Incentive systems at stock traders that are difficult to see through for small investors are being called on by the EU financial watchdogs. It is about the business practice of the so-called "Payment for Order Flow" (PFOF), in which brokers convey customer orders to certain trading venues and receive remuneration for them. Often these are also those traders who offer their offers for free, said the European securities regulator ESMA on Tuesday. "PFOF raises serious concerns about investor protection," complained the supervisors. In most cases the practice is incompatible with EU securities laws. So-called neo brokers, who attract customers with free offers, have seen rapid growth in Germany over the past few years.

ESMA called on supervisors in the member states to give priority to this issue in 2021 or early 2022. It must be looked at to what extent EU regulations are complied with. Because from the point of view of the financial watchdog, the PFOF practice leads to a clear conflict of interests between the company and the investor. It creates incentives for companies to choose the provider who pays the most for the order book instead of the one who achieves the best result when executing the orders for the customers, explained ESMA.

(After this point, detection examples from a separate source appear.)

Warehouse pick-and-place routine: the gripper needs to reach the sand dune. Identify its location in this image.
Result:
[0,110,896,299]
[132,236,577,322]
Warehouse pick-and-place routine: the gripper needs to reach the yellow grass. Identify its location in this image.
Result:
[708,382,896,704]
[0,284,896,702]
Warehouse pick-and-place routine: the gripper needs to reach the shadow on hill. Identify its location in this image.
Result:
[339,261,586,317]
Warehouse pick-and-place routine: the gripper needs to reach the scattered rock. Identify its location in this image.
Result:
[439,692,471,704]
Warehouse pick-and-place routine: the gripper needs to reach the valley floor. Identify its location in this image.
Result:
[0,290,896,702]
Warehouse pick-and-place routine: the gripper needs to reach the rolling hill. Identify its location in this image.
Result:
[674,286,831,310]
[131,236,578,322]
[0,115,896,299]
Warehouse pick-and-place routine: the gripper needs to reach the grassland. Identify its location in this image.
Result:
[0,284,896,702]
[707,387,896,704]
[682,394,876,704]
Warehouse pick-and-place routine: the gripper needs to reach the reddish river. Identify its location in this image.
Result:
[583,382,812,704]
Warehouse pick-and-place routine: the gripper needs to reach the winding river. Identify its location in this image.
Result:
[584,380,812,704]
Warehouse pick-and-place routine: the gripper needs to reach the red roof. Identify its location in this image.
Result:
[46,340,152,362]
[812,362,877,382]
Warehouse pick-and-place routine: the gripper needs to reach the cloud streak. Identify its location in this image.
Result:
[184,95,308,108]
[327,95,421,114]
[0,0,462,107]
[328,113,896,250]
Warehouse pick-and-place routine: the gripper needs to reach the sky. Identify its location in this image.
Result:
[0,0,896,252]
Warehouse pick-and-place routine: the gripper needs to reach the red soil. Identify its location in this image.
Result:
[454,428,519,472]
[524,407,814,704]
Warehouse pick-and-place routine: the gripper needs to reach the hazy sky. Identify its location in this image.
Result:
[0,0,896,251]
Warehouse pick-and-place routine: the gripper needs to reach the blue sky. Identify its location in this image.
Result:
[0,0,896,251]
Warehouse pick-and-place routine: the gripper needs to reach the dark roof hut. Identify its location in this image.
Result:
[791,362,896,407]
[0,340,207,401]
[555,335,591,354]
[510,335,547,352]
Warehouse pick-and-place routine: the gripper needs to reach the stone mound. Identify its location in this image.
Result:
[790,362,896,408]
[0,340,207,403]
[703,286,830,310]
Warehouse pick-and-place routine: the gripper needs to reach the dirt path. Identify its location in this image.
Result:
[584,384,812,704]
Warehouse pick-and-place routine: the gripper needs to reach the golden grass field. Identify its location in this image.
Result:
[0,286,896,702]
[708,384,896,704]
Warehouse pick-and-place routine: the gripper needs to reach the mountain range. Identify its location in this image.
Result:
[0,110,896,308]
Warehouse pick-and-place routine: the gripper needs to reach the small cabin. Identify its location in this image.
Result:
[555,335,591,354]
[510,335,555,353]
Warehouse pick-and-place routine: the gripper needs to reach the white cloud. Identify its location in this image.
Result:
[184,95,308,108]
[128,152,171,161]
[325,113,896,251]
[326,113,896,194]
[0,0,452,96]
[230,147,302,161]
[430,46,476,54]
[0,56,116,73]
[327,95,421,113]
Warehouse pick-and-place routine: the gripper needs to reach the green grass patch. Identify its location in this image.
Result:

The financial watchdogs also pointed out that brokers are required to disclose the PFOF practice to their customers. ESMA specifically reminded zero tariff stock traders that they had to give their customers fair, clear and non-misleading information about all costs and fees. Advertising with free services could lead small investors to speculative behavior, they warned. The financial supervisory authority fears a possible conflict of interest because the neo brokers such as Trade Republic, Justtrade, Gratisbroker or Smartbroker can only offer the very attractive conditions for private investors because they receive reimbursements from their partners in securities trading, the so-called market makers.These so-called kickbacks enable neobrokers to have significantly lower fees than banks or other securities firms.

The supervisors should investigate whether their customers suffer disadvantages elsewhere. In particular, ESMA should examine whether the reimbursements for trading orders meet the requirements of the EU Financial Market Directive (Mifid 2) with regard to conflicts of interest, best possible execution and incentives.